As per @Joe, I should allow the target file to just be updated, using proc compare, or update in data step. Here's a related question I posted How to use proc compare to update dataset

  1. Still more than 10GB free space on the sever, which is enough. Avaiable memory in my pc is around 3.5GB (not sure if it matters)
  2. Due to the architecture of server, it's very efficient to do it in MS-SQL. But I REALLY want to know if SAS can deal with this (when the server is not so "compatible")

Process

  1. First I import the data from excel file and then subset&tranpose it to be work.IMP. For some reasons, this file can only be created in this way everday. It CANNOT be store in the server.
  2. Then perform outer join for work.IMP and one raw dataset Sourcelib.RAW1 to get work.HAVE1. Please note that work.IMP is sorted but Sourcelib.RAW1 is unsorted. The outer join is only to (with some criteria) determine each data records.
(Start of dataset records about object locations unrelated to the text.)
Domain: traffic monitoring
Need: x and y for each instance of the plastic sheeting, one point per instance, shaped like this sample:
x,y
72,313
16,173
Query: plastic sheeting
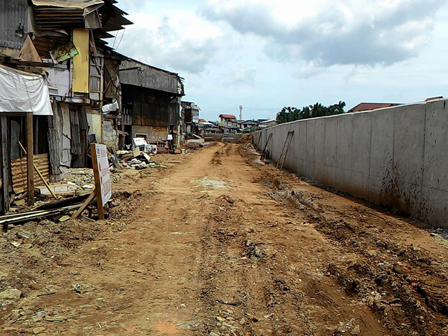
x,y
23,92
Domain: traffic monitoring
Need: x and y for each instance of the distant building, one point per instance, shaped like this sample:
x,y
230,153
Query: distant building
x,y
371,106
190,116
266,124
228,123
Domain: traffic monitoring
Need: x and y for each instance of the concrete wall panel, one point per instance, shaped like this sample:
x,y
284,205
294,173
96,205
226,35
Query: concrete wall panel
x,y
395,156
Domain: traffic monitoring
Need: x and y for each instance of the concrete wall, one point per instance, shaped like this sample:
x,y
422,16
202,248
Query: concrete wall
x,y
396,157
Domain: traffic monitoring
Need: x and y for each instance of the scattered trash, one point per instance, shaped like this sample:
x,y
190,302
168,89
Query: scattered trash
x,y
10,294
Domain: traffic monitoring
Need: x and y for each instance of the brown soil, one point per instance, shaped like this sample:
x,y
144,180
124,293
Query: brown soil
x,y
217,244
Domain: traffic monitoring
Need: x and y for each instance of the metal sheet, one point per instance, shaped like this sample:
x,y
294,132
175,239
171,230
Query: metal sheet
x,y
68,3
13,23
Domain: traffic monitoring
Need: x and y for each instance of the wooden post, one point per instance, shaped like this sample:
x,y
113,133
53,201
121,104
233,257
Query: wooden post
x,y
84,205
96,174
30,158
5,163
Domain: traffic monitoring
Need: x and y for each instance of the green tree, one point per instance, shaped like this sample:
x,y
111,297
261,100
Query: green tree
x,y
289,113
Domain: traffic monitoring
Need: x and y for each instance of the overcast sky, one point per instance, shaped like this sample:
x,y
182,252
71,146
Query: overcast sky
x,y
265,54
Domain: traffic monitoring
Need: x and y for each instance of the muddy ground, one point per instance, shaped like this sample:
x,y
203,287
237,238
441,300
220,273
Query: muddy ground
x,y
221,244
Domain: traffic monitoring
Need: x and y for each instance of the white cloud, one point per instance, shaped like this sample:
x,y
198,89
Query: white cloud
x,y
180,42
330,32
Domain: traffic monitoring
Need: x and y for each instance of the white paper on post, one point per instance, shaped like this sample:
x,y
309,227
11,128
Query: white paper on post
x,y
104,173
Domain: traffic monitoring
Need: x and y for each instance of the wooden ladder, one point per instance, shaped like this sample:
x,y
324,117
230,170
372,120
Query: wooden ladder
x,y
282,158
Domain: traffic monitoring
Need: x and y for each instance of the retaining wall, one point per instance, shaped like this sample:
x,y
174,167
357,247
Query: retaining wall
x,y
395,157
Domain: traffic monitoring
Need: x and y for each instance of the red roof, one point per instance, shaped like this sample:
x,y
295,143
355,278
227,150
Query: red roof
x,y
227,116
371,106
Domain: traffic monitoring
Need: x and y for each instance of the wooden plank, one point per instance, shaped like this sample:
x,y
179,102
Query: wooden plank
x,y
85,204
30,167
19,173
4,164
96,174
40,175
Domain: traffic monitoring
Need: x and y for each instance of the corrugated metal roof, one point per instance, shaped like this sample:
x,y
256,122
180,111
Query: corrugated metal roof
x,y
13,23
80,4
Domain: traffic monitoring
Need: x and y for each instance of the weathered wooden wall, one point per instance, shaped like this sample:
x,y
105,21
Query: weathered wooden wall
x,y
19,172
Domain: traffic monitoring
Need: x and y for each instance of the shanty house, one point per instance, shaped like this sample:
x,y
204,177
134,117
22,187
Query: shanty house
x,y
151,102
228,123
190,117
51,52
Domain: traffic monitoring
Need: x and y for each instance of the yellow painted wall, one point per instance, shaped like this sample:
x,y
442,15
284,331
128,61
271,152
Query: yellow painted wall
x,y
81,64
95,124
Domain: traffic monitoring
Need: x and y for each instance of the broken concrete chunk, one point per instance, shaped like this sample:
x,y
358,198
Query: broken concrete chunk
x,y
11,294
38,330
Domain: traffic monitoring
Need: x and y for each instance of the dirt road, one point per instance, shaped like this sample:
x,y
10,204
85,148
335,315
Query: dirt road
x,y
221,245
i.e. case when a.COL1 is '' then b.COL1 else a.COL1 end as COL1

You can consider this process is to adjust Sourcelib.RAW1 by using work.IMP.

PS1: @sparc_spread suggests to do the import procedure directly to the server. But it won't have any benefit than do it in LOCAL. And a hash object here doesn't help either.

  1. Then I subset another raw datasets Sourcelib.RAW2 to work.temp, and then sort it to be work.HAVE2. (The data in Sourcelib.RAW2 is mostly not in order.)
  2. I concatenate work.HAVE1, work.HAVE2 by using proc append (because both two tables are huge) to be work.HAVE

PS2: The sorting in step3 is to avoid sorting at the end of step4. Actually the data Targerlib.WANT doesn't have to be in order. But it's better to be so.

  1. At the very end, I copy work.HAVE to server Targetlib.HAVE.

I did most of the thing in WORK, which only took me few minutes. But step5 could take me half an hour to finish the copy.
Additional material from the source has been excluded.